9 de dez. de 2010

Em Perigo de Extinção

Autoria de Martha Medeiros

Gosto muito do escritor uruguaio Mario Benedetti, inclusive estranhei o pouco caso com que foi recebido pela crítica o seu romance A Borra do Café, lançado ano passado no Brasil pela editora Record. É o relato da infância e da adolescência de um menino em Montevidéu, uma espécie de autobiografia do autor, mas narrada como ficção, bonito à beça.
Mas foi um poema recente de Benedetti que me trouxe até aqui.
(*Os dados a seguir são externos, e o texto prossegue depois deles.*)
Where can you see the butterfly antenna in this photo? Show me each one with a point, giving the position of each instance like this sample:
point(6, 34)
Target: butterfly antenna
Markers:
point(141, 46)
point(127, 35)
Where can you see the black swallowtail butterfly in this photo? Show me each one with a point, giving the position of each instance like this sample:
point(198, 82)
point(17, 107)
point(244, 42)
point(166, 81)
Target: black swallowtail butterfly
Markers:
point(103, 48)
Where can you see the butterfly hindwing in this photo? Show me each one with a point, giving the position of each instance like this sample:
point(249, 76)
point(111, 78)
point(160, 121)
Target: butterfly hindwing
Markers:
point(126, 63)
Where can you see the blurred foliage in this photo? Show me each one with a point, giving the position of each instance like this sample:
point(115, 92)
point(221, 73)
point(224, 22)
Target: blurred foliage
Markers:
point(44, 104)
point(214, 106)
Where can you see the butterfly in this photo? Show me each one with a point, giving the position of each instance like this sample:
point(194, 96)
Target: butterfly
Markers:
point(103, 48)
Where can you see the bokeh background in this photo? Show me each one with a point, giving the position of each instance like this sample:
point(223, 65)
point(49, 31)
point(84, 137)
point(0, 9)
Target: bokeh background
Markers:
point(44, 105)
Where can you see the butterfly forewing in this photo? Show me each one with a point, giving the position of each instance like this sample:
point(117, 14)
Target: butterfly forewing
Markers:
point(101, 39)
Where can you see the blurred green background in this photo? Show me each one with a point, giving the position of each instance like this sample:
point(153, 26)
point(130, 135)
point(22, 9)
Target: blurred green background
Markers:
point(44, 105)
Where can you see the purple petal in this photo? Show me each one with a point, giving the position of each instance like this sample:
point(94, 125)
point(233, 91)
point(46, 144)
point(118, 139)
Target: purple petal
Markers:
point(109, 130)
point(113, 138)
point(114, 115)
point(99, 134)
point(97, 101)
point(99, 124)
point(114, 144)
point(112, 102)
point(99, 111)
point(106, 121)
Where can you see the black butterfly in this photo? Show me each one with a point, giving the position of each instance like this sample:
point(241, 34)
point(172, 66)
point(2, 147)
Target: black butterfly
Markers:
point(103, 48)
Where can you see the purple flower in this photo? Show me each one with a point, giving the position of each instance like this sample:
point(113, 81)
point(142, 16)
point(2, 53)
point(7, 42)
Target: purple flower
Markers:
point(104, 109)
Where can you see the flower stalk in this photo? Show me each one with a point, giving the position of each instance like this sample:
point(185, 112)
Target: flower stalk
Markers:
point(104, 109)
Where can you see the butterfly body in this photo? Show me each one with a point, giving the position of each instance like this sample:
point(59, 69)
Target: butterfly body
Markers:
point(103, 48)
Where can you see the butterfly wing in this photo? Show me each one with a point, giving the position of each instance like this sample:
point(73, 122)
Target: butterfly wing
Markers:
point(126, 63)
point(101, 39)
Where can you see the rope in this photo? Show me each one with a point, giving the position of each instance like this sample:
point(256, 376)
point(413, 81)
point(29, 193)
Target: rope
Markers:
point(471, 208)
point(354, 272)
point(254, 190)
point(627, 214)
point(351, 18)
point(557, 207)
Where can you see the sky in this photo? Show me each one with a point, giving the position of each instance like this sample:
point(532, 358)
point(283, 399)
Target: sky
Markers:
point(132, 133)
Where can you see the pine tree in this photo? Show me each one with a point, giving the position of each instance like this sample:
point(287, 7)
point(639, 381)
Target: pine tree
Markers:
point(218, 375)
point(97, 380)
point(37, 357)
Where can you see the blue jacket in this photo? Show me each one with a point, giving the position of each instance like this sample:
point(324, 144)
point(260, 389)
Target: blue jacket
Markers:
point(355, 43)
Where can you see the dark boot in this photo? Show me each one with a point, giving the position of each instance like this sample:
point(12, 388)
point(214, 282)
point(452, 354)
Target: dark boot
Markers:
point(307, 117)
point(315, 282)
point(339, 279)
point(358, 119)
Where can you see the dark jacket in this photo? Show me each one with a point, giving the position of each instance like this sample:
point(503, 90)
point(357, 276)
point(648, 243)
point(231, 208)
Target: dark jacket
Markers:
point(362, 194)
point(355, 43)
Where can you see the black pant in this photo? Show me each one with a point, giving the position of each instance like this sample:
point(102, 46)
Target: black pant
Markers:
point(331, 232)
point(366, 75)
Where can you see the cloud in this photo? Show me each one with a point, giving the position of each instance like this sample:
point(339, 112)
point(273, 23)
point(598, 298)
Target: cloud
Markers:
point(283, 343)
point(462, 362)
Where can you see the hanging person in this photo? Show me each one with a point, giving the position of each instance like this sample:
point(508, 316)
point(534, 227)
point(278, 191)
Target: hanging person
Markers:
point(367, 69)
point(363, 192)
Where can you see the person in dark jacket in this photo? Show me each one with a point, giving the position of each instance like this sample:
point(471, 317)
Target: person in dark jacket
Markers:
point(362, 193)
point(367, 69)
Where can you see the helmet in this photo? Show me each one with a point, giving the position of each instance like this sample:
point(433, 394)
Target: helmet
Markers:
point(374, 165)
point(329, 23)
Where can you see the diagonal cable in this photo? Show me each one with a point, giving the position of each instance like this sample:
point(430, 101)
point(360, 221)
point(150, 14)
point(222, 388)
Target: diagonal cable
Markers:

No livro "La Vida esse Paréntesis" lançado no Uruguai em 1997 e, até onde sei, ainda não traduzido para o português, está um poema chamado "Extinciones" em que o escritor alerta para algumas coisas que estão em perigo de extinção além de baleias e micos leões dourados. " Também enfrentam este perigo, as promessas, os hinos, a palavra de honra, os juramentos, a ética, a autocrítica."
Não resisti em fazer minha prórpia lista. Além da Mata Atlântica e da Floresta Amazônica, correm sério risco de extinção os jardins em frente às casas, e as próprias casas, e com elas
os animais de estimação. em processo de extinção entraram o "por favor", o "obrigado", o "com licença" e o já desaparecido "desculpe". Em risco estão o "gosto muito de você", o "discordo de você mas aceito seu ponto de vista" e o "pode contar comigo". Segue preservado o "eu te amo", mas muitos deles respiram artificialmente.
Benedetti diz que os sem-teto estão prestes a ser extintos. Não só eles. Os sem-maldade, os sem segundas intenções e os sem-arrogância também. Em compensação, reproduzem-se em velocidade alarmante os sem-educação, os sem-humor e os sem-responsabilidade.
Pudor agora só em flash-back. A verdade também está sumida do mapa. A solidariedade ainda sobrevive, mas não anda solta nas ruas. Discrição, esqueça: nem em cativeiro.
Correm risco de extinção o ar puro, a praia limpa, o cinema feito de ideias e emoções, o beijo por razão nenhuma, os amigos de infância, o prazer de estar na estrada, os restaurantes que servem comida caseira feita na hora e o picolé de abacaxi, que não encontro em lugar algum.
Ficaram na saudade as cartas escritas à mão, os cursos de datilografia, as mulheres difíceis, o papo inteligente e os livros que você emprestou. E não ligue a televisão para ver programa de auditório no domingo, se quiser que seu estômago e cérebro não entrem na lista.